Madenciler, çelik işçileri ve otomotiv işçileri seminere
deneyimlerini, fikirlerini ve önerilerini aktardılar. Çok sayıda
işçinin yanı sıra çok sayıda genç, militan işçi hareketinden
kadınlar, barış ve çevre hareketinden aktivistler, göçmenler,
bilim insanları ve sanatçılar da vardı. 200 konuşma ve 26
hazırlanmış açılış konuşması“
Birden
fazla Hindistan’lı komünist parti ve örgütlerin yanı sıra,
Türkiye’den ICOR üyesi
TKP-ML,
MLKP ve Bolşevik Parti (Kuzey Kurdistan-Türkiye) katılmışlardı.
Hindistan’lı
örgütlerin çoğu, kendi
ülkelerini, ya
“yarı-sömürge” ya da “bağımlı” ülke olarak
değerlendirirken, TKP-ML, ısrarla, “Arjantin,
Türkiye ve Hindistan, yarı-sömürge yarı-feodal ülkelerdir”
belirlemesinde
bulundu. O zaman, Hindistan’a kısaca bir göz atalım:
Emperyalist
Dünyanın 3. Süper Gücü Adayı:
HİNDİSTAN
Hindistan
Ekonomisine Kısa Bir Bakış
“Kapitalizm
en hızlı şekilde sömürgelerde ve denizaşırı ülkelerde
büyüyor. Bu ülkeler arasında yeni emperyalist güçler (Japonya)
ortaya çıkıyor.”
Lenin
Bu
saptamasını Lenin 1916 yılında, „Kapitalizmin En Yüksek
Aşaması Emperyalizm“kitabında yapıyor.
Hindistan
kapitalizmi her geçen gün büyümektedir. Dünyanın büyük
ekonomileri arasında en yüksek büyüme oranına sahiptir.

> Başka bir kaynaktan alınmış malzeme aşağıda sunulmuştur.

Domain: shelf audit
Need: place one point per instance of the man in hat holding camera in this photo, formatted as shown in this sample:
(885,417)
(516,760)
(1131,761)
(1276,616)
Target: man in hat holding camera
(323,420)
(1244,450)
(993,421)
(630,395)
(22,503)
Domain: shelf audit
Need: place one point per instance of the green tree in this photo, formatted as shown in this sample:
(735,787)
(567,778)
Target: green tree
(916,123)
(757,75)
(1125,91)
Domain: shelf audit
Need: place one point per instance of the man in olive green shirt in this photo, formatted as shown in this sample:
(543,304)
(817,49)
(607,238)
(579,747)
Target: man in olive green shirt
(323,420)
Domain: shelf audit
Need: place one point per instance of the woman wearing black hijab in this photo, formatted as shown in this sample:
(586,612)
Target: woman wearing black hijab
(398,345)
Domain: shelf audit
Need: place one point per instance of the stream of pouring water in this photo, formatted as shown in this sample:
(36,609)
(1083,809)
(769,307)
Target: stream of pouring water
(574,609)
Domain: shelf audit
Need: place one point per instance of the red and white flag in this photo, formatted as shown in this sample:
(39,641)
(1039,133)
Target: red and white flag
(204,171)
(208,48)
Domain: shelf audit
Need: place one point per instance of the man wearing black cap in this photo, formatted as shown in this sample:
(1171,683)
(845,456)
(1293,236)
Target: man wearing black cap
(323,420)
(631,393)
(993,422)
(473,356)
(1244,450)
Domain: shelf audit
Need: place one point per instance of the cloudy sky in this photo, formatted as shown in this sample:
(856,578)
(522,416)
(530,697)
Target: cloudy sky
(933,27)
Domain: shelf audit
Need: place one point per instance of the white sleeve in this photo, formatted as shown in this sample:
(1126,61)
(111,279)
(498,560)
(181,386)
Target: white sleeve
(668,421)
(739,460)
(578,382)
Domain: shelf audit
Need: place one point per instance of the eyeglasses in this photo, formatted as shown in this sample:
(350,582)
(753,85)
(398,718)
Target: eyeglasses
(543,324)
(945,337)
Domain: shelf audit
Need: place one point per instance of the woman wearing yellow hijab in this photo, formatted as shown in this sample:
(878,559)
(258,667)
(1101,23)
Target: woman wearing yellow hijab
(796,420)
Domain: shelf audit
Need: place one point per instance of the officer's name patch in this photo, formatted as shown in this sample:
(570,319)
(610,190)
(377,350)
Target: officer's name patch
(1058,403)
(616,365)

Hindistan ekonomisi 2023 yılında % 7,8 büyümüştür. Büyüme
oranı açısından Çin'i geçmiştir.
2014 yılında dünyanın 10. büyük ekonomisi olan Hindistan, 2023
yılında 5. büyük ekonomisi olarak emperyalist dünya içindeki
yerini yükseltmiştir.
Bir
ülkenin kapitalist gelişmesi, temel ekonomik sektörlerin GSYH
içindeki paylarından belli olur. Hindistan'da hizmetler sektörü'nin
payı %48,44, sanayinin; %25,66, Tarımın payı ise %16,73
kadardır.
1950-51
yıllarında ise, tarımın GSYH içindeki payı % 51,88; sanayinin
payı % 16,19; hizmetler sektörünün payı % 29,54.
Diğer
ülkelerde olduğu gibi, kapitalizmin gelişmesine bağlı olarak,
tarımın GSYH içindeki payı giderek küçülürken, sanayinin ve
hizmetlerin payı ise büyüyor. Ve hatta, sanayide yüksek teknoloji
kullanımı arttıkça, ekonomi içindeki payı kısmen geriliyor.

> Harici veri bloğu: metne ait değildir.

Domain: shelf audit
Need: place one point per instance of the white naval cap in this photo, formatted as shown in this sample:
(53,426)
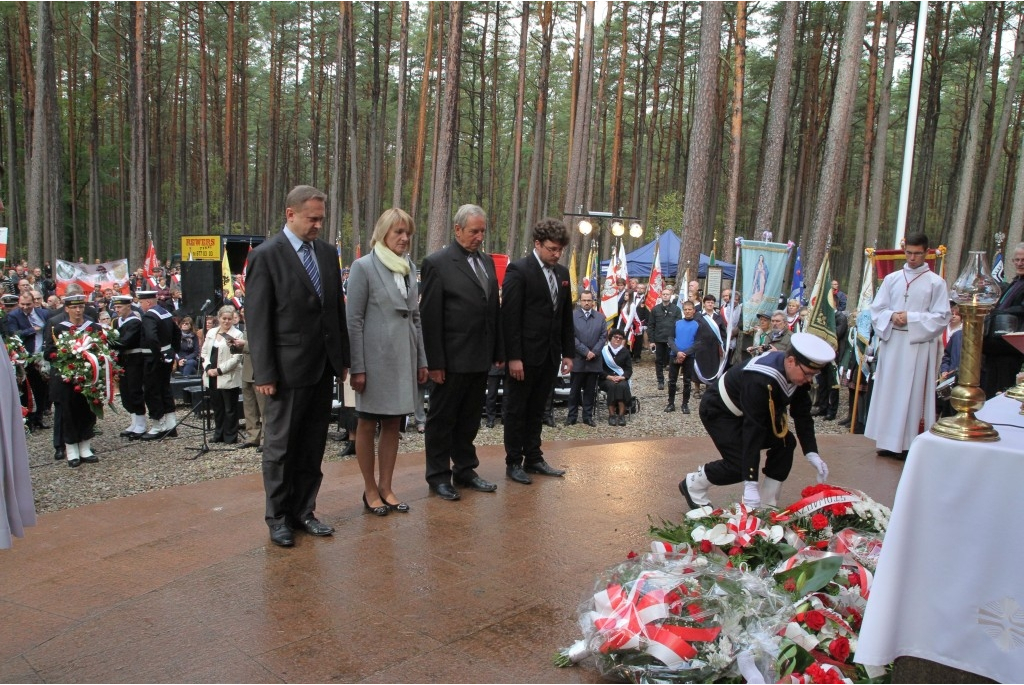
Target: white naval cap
(811,350)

Hizmetlerin payı ise büyüyor. Bu, sanayinin küçülmesinden çok,
bir çok üretim dalının (özellikle bilişim teknolojisi)
hizmetler sektörüne dahil edilmesinden kaynaklıdır.
Dünya'da
tarım ürünleri üretimi açısından 2. sırada yer alan
Hindistan, tarım ise toplam istihdamın %44' gibi büyük bir
kitleyi kapsamaktadır.
Başka bir araştırmaya göre ise, 2023-2024 yılında tarımda
istihdam yaklaşık 150 milyon, sanayide 108 milyon, hizmetlerde ise
164,5 milyon kişi istihdam ediliyor.
Şehirleşme'de
kapitalist gelişmeye bağlı olarak gelişmektedir. Hindistan'da
şehirlerde yaşayan nüfus 2023 yılına göre 519,5 milyon
kadardır.
Şehirleşme, diğer gelişmiş emperyalist ülkelere ya da gelişmiş
kapitalist ülkelere göre oldukça geridir. Buna rağmen,
Hindistan'da kentleşme her geçen yıl artış göstermektedir.
Köylerde
yaşayanların oranın yüksek olması, tarımda feodal üretimin
egemen olduğu anlamına gelmiyor. Tersine, tarımın
kapitalistleşmesinin köylünün topraksızlaştırılmasıyla
doğrudan ilgisi vardır.
Hindistan,
2022 yılı verilerine göre, çelik üretiminde, Çin'den sonra,
125,3 milyon tonla dünyanın 2. büyük çelik üreticisidir. Oysa,
aynı Hindistan'ın 1993 yılında 22 milyon ton çelik üretimiyle
10. sırada yer alıyordu.
Worldsteel.org'a göre, Hindistan ürettiği çeliğin 12 milyon
tonunu ihraç ederken, sadece 7 milyon ton itjhal etmektedir. Yani,
bunun anlamı, ürettiği 125 milyon ton çeliğin yaklaşık 115
milyon tonunu ülke içinde tüketiyor.
Hindistan
elektrik üretiminde de Çin ve ABD'nin arkasından dünyada 3.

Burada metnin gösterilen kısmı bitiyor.